But there’s also another way Super Trainers can maintain a high win rate – by dropping horses down in class. Smaller stables can’t afford to risk losing a decent runner for the sake of one win – they need that “day money”, aka, training fees, not to mention the all-important ten percent of the winning purse money. Meanwhile, the large stables don’t care if a horse gets claimed, they can just claim another. They just want the win. So, the small time trainer runs his $10,000 claimer in the right spot and watches it get trounced by a Super Trainer’s $20,000 drop down. 

No wonder why so many trainers have left the game.

In 2000 there were 9,885 racehorse trainers but by 2019 that numbered had dropped to 4,958 – a decline of 49.8%. And guess who is benefitting from their departures?
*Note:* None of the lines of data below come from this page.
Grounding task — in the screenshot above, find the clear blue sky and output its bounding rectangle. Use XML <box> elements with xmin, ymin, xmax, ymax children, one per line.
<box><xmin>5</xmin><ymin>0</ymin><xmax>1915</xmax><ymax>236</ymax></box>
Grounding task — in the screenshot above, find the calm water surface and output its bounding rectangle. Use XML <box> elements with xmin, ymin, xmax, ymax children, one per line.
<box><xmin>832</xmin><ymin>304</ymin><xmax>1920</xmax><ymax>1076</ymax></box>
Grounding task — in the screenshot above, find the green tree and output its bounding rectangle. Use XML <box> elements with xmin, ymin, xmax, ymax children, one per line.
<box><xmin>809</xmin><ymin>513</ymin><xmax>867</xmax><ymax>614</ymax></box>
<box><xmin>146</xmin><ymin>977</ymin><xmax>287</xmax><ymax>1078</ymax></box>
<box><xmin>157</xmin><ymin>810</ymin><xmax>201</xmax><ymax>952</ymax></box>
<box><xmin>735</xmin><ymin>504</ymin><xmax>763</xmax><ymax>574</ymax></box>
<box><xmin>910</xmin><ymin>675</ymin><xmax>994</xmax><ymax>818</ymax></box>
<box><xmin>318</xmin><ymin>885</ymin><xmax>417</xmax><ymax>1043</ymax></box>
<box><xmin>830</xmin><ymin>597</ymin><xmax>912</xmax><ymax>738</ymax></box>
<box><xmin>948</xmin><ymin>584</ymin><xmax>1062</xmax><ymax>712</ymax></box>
Super Trainers. In 2000 the top ten trainers had 2.2% of starters but by 2019 that number had leapt to 6.3%. So what, you say, why care about the loss of a few “small-timers”? For starters, average trainers fill races. Seventy percent of trainers race less than 20 horses per year and yet those horses account for 25% of starts. Without them, tracks would have less races with smaller fields and even fewer betting prospects. According to Jockey Club data, average field sizes shrank from 8.1 to 7.5 from 2000 to 2019. During that same period average starts in a year per horse fell from 7.1 to 6.2. Without these average Joes, we could be facing a future where every race has a four horse field. 

“But I want my horse to be trained by Mr. Super Trainer, not some schmuck I never heard of!” cries the Big Racing Partnership. That’s their choice. If their horse is a Triple Crown or Breeders’ Cup candidate, then Super Trainer is indeed who they’re going to get. However, most Super Trainers employ assistants for a reason – they can’t be at two or three different tracks at the same time. So while partnerships might be paying the Super Trainer fees, their little allowance runner might not be getting much of that Super Trainer’s attention. But every time that allowance horse wins, his victory will be added to the Super Trainer’s national tally. 

What many of these partnerships fail to realize is that trainers don’t start out as super. Both D. Wayne Lukas and Bob Baffert kicked around the Quarter Horse tracks before finding gold with the Thoroughbreds. But nowadays, the chance for a small trainer to rise up out of the claiming leagues is shrinking. Many small timers have had promising young horses whisked off to larger stables the second they’ve broken their maidens, even though they were the ones who’d broken them as yearlings and laid down the all-important foundation conditioning. These trainers might not be “super” but many have taken cast-offs from larger stables and won with them. These dedicated men and women put in seven day work weeks, don’t know what “vacation” means, and can identify every horse in their care blindfolded simply by running their hands down its legs. Every one of them dreams of having a Chip Woolley Derby moment – all it takes are owners willing to give them that chance.